Mon micro simplement posé sur la table, je commence par les cordes à vide. Le timbre me fascine; je continue, goûtant la pureté des harmoniques, la durée presque surnaturelle des sons appuyés. J’enchaîne avec un passage de Changqing, «La longue pureté», (un morceau auquel je m’entraînais depuis quelque temps en prévision d’une visite à Zhang Ziqian à Shanghai). Mon jeu est frénétique. Emballé par l’incroyable aisance d’émission sonore de cet instrument, je prends à peine le temps de m’interrompre pour effectuer de rapides réglages des cordes. Wang Shixiang me sort un peu de ma transe en s’écriant: «Étonnant, entendre un étranger…». Je continue. Encore quelques notes, puis, cherchant à capter la magie des harmoniques, j’approche mon micro, jusqu’à toucher le bois du vénérable instrument.

Plus tard dans la soirée, Zheng Minzhong interpréta un morceau que lui avait enseigné Guan Pinghu, «Les oies sauvages descendent sur la grève». Son maître l’avait lui-même appris de Yang Shibai (1863-1931), célèbre spécialiste du qin et collectionneur du début de l’ère républicaine à Pékin.

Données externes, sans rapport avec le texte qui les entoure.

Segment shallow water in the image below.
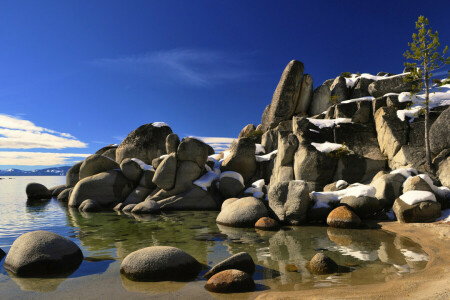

Le qin de Zheng Minzhong sonnait admirablement. Espérant capter quelque chose du timbre de l’instrument, mais aussi pour garder une trace du jeu paisible de monsieur Zheng, je mis en marche mon enregistreur. Une longue intimité semblait unir ce musicien à son instrument. Ses doigts évoluaient sur les cordes sans entrave et apparemment sans le moindre effort, dans une détente parfaite.

Voici l’enregistrement pris sur le vif lors de cette soirée entre amateurs. Nous sommes à Pékin au début de l’automne 1979.

«Les oies sauvages descendent sur la grève» Pingsha luoyan 平沙落雁

par Zheng Minzhong 鄭珉中

Pour moi, ce morceau est de la très belle musique, qui plus est, jouée sur un instrument rare. Les cordes sont en soie — probablement de bonnes cordes d’avant la Révolution culturelle. Si j’ai choisi de faire figurer cet enregistrement ici, c’est qu’il révèle clairement une des caractéristiques principales de telles cordes. Lorsqu’elle est de bonne qualité, la corde de soie permet d’entretenir le son longtemps après l’attaque. Chaque glissement de la main gauche se traduit par une nouvelle note, sans que que le musicien ait à ré-attaquer la corde avec la main droite.

L’instrument sur lequel jouait Zheng Minzhong date des Song, il vibrait à la moindre sollicitation. À chaque nouveau glissement, le son renaissait de ses cendres.

Le timbre de ce qin est évidement moins attrayant que celui du Dasheng yiyin de Wang Shixiang. Beaucoup des sons parasites qui peuvent déranger à la première écoute proviennent de la surface de laque, devenue irrégulière, contre laquelle la corde entre régulièrement en contact et produit cet effet indésirable de «frisage» systématique.

Sur le qin de Wang Shixiang un léger frisage (dû probablement à de vieilles cicatrices réapparues au cours de son long silence forcé) est également perceptible. Avant la Révolution culturelle ce remarquable instrument avait pourtant été l’objet d’une restauration très fine par Guan Pinghu. Le qin de Zheng Minzhong, lui, n’a manifestement pas bénéficié d’un tel traitement.